On Tuesday, November 8, 2022, Austria announced $50 million for climate “loss and damage” at COP27 just hours after Scotland’s first Minister pledged an additional £5 million to support developing countries with direct finance to cope with the unavoidable, devastating impacts of the climate crisis. This means that in Europe there are now five countries Austria, Scotland, Belgium, Denmark and Germany that have committed to fund the loss and damage finance mechanism.
Later in the day, New Zealand announced $20 million for loss and damage at the COP, with James Shaw, Minister of Climate Change and Associate Minister for the Environment calling on developed countries to “step up and provide support to minimise and address their loss and damage from climate change”.
Belgium, Denmark, Germany and Scotland have committed small amounts of loss and damage funding, breaking ranks with other rich nations that have resisted such payments for fear of spiraling liabilities for their outsized contribution to causing climate change.
Germany, however, plans to make funding available based on its Global Shield Against Climate Risks insurance scheme. While there may be a space for insurance for some climate costs, loss and damage needs sustainable funding from reliable sources. Among other issues, the high premiums can create large gaps in coverage, with studies finding that overall poorer countries benefit less.

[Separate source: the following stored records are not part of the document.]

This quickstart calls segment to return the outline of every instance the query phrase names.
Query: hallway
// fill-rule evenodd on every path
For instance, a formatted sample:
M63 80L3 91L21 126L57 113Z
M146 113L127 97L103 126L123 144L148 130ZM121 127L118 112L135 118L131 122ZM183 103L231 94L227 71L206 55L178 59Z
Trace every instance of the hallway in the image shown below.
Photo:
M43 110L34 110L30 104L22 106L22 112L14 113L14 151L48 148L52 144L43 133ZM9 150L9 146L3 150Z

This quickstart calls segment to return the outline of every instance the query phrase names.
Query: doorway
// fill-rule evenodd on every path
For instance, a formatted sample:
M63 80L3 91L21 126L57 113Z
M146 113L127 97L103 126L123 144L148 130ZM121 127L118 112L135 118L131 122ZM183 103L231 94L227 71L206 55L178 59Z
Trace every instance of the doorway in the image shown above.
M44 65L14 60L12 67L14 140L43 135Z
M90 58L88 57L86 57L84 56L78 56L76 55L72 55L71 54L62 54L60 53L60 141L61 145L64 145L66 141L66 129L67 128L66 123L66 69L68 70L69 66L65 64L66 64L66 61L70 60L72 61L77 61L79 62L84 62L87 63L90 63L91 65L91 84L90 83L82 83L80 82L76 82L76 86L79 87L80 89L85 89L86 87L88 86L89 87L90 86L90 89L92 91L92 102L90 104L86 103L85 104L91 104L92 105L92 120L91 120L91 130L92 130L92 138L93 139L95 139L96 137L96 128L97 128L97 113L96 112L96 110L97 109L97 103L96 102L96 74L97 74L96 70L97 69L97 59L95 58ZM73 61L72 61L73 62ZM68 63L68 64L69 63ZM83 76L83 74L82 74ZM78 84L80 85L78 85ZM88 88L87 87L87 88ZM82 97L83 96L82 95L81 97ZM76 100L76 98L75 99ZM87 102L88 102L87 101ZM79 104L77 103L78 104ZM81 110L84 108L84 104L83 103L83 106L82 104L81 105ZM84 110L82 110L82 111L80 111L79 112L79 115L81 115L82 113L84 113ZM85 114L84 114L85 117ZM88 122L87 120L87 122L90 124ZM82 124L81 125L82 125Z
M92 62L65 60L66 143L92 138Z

The most widely supported threshold for adequate loss and damage finance stands at around $1.3 trillion per year – a threshold announced last year at COP26 in Glasgow. There is clearly a huge gap between the promised funds and what is required to ensure that the most vulnerable communities around the world get the support that they deserve to manage the climate crisis.
Agnes Hall, Global Campaigns Director at 350.org, said: “We welcome the pledges from Austria and Scotland to fund the most vulnerable nations’ responses to unavoidable climate impacts – as Europeans we have a historic responsibility to provide support and solidarity. The deep inequalities between nations, and the vast difference between the carbon emissions of countries in Europe and North America and countries in Africa, Asia and South America, have their foundations in a long history of unfair treatment. However, to right those wrongs, European nations need to do much more in Sharm El-Sheikh and beyond.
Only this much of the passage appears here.